Par Marc Payet. Publié le 20/01/2023 L’EXPRESS

La question est simple : pourquoi ce qui était possible depuis plus de vingt ans – publier un palmarès des hôpitaux à partir de leurs données d’activité – ne l’est-il plus ? Comment se fait-il, alors qu’Emmanuel Macron lui-même prône l’accès plus fluide aux données numériques, clés de sa « start-up nation », que la censure puisse s’abattre ainsi ? Plus largement, pourquoi l’accès aux données de santé est-il de plus en plus difficile, y compris pour les chercheurs ?

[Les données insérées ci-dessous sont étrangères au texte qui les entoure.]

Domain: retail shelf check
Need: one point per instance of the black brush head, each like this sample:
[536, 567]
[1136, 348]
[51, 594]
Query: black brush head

Il fallait donc enquêter pour savoir. Depuis mi-novembre, nous avons remonté l’ensemble de la chaîne d’autorisation administrative, en interrogeant de nombreux acteurs, afin de comprendre comment cette décision couperet a pu être prise. Vraie saga où se croisent des médecins bureaucrates du ministère de l’avenue de Ségur, très « règlement-règlement », un président des usagers de santé, Gérard Raymond, aux multiples casquettes, une jeune manager de la « health tech », Stéphanie Combes, tout feu tout flamme mais empêtrée dans ses protocoles, et un obséquieux magistrat de la Cnil (Commission nationale informatique et liberté), Louis Dutheillet de Lamothe.

À LIRE AUSSIDidier Sicard : « Le ministère de la Santé a peur de ce palmarès des hôpitaux »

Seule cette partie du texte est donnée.